Traduction certifiée conforme,



Laurier Parenteau, LL.L.

     COUR FÉDÉRALE DU CANADA

     SECTION DE PREMIÈRE INSTANCE

     AVOCATS ET AVOCATS INSCRITS AU DOSSIER



DOSSIER No :                  T-1125-99

INTITULÉ DE LA CAUSE :          Le Commissaire à l'information du Canada
                         c.
                         Le ministre de l'Environnement et al.

LIEU DE L'AUDIENCE :              Ottawa (Ontario)
                         5 et 12 octobre 1999

MOTIFS DE L'ORDONNANCE PRONONCÉS PAR LE JUGE EN CHEF RICHARD

LE :                          15 novembre 1999

ONT COMPARU :

M. Daniel Brunet                  pour le demandeur

Mme Karen Rudner

Mme Nathalie Daigle

M. David Sgayias, c.r.              pour le défendeur

M. Christopher Rupar

M. Bruce Campbell                  pour Ethyl Canada Inc.

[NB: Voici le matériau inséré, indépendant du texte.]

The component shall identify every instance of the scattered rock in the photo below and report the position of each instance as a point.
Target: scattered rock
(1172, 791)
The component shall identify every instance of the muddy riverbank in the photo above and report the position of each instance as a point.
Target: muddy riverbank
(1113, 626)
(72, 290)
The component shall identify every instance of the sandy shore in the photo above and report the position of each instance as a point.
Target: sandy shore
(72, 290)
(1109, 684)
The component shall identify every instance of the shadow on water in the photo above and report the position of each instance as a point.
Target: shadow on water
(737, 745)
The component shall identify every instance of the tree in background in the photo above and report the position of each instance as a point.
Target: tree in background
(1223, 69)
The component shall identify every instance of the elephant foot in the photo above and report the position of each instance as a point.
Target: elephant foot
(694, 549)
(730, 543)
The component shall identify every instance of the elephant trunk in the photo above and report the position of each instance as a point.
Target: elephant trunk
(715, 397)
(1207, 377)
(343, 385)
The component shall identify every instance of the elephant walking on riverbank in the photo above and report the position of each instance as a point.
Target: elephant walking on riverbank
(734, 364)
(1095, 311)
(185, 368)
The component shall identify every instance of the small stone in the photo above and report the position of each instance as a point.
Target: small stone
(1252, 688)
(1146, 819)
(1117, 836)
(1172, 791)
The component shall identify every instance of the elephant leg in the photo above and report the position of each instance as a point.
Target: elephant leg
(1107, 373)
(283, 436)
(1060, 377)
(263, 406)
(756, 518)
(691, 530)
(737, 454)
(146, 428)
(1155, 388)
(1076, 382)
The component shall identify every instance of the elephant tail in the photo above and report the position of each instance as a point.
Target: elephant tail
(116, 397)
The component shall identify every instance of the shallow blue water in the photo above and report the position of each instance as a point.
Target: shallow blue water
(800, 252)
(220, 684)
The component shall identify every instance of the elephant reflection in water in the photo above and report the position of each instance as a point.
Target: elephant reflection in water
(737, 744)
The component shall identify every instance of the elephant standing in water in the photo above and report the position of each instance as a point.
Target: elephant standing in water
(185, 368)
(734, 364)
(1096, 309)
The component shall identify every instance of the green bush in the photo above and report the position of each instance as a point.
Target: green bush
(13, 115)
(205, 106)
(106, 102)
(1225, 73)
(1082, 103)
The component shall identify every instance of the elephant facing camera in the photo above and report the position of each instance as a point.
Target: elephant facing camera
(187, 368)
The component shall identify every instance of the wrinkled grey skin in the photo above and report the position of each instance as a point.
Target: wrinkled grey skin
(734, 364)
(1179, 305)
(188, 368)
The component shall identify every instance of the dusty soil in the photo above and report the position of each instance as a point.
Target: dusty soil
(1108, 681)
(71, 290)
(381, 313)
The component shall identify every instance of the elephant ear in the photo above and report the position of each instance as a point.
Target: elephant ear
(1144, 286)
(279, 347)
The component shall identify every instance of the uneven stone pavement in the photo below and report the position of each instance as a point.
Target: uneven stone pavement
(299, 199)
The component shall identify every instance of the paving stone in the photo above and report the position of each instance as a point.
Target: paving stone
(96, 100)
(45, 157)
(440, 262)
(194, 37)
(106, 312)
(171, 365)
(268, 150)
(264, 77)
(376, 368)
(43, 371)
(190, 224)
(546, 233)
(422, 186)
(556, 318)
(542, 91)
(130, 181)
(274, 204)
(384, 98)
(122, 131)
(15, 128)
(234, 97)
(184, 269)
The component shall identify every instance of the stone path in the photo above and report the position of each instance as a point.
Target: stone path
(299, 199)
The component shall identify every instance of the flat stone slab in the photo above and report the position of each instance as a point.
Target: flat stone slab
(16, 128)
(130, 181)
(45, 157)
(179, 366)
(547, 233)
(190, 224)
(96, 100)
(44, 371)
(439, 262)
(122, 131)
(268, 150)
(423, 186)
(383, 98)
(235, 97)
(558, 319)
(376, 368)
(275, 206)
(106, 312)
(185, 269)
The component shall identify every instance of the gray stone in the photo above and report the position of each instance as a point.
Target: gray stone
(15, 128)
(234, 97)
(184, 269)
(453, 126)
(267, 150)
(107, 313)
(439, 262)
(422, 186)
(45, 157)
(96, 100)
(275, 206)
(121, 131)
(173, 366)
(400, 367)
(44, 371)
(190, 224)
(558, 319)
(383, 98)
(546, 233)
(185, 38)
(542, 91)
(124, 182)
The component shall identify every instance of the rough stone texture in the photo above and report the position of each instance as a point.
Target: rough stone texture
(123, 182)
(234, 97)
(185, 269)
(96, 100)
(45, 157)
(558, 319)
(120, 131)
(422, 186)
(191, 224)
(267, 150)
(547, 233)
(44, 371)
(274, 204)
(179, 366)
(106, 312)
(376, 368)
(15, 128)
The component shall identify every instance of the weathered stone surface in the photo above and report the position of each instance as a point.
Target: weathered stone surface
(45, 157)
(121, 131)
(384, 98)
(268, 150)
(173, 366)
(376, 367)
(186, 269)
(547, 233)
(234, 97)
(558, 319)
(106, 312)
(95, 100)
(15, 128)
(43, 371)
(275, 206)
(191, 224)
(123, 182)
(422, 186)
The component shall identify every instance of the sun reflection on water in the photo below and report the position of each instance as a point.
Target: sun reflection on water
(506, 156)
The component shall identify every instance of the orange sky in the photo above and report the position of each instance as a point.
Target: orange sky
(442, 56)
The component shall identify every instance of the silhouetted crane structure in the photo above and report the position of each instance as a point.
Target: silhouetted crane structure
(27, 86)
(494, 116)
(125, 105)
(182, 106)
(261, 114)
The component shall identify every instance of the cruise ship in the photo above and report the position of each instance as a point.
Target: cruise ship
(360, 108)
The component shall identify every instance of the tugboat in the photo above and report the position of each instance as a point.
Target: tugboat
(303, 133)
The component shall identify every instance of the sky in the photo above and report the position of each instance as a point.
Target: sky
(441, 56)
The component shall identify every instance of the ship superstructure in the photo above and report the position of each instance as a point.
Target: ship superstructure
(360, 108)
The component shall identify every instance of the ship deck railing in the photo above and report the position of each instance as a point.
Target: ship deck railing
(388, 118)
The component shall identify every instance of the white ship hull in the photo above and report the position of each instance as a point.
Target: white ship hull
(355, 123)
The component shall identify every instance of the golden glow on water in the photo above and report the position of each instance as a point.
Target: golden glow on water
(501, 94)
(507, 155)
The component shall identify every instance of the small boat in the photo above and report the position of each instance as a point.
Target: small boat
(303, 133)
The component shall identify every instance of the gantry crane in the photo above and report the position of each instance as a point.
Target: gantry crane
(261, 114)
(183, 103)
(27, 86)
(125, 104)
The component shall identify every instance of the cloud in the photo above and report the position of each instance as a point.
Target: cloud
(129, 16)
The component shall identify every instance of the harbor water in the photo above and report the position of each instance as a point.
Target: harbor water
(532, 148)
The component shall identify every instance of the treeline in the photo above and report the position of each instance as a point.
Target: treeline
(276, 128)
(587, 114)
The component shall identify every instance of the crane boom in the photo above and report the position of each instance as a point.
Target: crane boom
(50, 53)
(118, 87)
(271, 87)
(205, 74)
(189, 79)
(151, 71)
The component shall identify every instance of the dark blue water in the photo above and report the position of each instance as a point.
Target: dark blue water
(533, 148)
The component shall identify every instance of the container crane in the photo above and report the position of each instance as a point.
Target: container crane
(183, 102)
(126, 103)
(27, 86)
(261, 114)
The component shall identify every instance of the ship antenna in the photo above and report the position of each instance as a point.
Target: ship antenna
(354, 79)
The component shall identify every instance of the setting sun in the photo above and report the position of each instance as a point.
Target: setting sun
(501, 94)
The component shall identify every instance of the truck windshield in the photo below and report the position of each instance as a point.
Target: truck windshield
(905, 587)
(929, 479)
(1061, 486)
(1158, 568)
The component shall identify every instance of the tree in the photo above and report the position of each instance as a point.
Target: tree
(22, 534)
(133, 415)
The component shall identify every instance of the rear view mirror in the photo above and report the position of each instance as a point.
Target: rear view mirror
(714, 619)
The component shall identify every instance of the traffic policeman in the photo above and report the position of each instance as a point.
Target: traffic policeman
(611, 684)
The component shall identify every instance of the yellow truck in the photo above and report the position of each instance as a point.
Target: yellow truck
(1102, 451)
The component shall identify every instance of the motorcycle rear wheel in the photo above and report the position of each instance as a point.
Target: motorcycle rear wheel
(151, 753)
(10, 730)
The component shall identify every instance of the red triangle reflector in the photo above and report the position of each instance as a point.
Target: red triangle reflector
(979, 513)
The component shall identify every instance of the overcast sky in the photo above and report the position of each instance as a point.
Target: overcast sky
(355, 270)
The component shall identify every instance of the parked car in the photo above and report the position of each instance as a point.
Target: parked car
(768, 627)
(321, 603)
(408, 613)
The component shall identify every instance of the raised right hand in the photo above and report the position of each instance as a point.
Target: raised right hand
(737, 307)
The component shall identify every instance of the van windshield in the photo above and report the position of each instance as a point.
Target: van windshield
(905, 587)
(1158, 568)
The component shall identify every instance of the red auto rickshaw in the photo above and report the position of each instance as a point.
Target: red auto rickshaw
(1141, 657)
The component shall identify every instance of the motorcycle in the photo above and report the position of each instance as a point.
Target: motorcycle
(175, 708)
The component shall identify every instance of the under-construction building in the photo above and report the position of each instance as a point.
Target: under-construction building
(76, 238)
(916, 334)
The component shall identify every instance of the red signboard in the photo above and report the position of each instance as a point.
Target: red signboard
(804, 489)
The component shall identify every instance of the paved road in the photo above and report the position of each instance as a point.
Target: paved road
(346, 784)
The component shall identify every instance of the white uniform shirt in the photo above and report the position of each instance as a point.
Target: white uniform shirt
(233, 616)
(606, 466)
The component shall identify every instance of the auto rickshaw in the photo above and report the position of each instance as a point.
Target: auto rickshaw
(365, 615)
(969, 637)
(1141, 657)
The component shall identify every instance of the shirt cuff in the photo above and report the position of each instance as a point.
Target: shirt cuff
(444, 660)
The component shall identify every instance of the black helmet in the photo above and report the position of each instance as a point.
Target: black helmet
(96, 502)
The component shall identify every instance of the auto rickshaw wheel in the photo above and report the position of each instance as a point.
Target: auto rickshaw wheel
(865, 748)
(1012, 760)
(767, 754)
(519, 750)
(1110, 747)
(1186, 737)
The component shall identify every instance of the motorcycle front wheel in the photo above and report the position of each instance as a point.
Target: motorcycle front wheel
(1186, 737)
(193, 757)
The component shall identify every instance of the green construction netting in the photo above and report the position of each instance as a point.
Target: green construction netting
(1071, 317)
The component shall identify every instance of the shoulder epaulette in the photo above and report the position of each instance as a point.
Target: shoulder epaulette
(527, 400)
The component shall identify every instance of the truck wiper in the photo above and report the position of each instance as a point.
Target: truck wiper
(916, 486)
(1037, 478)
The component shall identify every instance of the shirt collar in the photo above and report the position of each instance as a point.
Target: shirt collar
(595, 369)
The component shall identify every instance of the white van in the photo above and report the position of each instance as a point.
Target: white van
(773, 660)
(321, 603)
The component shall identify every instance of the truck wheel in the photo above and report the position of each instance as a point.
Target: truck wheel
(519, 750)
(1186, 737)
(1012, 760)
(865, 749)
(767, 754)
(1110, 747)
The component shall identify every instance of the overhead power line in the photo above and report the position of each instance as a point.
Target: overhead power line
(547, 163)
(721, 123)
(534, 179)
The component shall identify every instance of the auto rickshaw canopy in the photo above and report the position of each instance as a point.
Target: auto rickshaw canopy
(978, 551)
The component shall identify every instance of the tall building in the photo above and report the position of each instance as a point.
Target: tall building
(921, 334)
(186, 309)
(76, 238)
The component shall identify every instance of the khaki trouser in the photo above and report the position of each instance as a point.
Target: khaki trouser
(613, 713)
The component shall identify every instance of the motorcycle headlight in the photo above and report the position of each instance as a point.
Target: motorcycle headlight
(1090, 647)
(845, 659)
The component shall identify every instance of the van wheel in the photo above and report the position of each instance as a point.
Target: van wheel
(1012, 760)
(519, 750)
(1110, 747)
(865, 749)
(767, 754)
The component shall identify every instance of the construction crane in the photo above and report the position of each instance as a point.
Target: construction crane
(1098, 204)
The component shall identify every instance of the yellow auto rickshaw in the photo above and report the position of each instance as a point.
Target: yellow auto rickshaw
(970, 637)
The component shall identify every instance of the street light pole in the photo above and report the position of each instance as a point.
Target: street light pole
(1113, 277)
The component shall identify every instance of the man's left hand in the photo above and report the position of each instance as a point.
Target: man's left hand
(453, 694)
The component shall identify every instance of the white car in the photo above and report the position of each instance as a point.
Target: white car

AVOCATS INSCRITS AU DOSSIER :

Commissaire à l'information du Canada      pour le demandeur

Ottawa (Ontario)

Morris Rosenberg                  pour le défendeur

Sous-procureur général du Canada

Genest Murray                  pour Ethyl Canada Inc.

Toronto (Ontario)

__________________

1      L.R.C. (1985), ch. A-1.

2      DORS/98-106.

3      L.R.C. 1985, ch. C-5.

4      [1995] 1 C.F. 588; (1994), 58 C.P.R. (3d) 209 (C.A.F.); voir aussi Merck Frosst Canada Inc. c. Canada (Ministre de la Santé), [1999] A.C.F. no 182 (C.A.F.).